Suppose there is something true in the agile ideology. Then by not applying it correctly and diminishing the meaning of its statements (were they put in there accidentally?) we just blur the ideas and set the whole purpose of agile at stake. A bit similarly to the blogger's bottom line we can ask: why do it at all if we don't believe in it? You can always make a long list of factual hindrances there are for agile transformations, but similarly you can always find a million reasons for any change not to happen.
Posted by: Benedictus | November 10, 2008 at 04:21 AM
While I agree with most of your points I strongly disagree with that one:
"Picking what parts of Scrum or XP are appealing to the PM, Scrum Master, or product owner, and ignoring the rest or superimposing waterfall as related above. Disaster often lurks right around the corner."
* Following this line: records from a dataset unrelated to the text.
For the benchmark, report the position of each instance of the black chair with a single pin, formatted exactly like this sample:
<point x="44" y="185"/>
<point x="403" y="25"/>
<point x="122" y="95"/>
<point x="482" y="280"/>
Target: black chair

Actually picking what parts of Scrum/XP/any other nice methodology suits your process fine and applying only those parts is wise. If one of my projects would benefit from stand-ups why not to start them even if we don't keep 2-week iterations? If I find alue in short iterations while I don't have designated scrum master what keeps me from implementing it?
My goal isn't to be agile or have pure-agile processes in software development. My goal is to improve my processes. You can always do it as they do it in the books - 100% implementation of some methodology - and it should work. Unfortunately it's quite an effort to go this way. On the other hand you can choose wisely different techniques from different methodologies and craft your own software development and project management process. Sure, I won't call it agile but as far as I can call it good I don't care.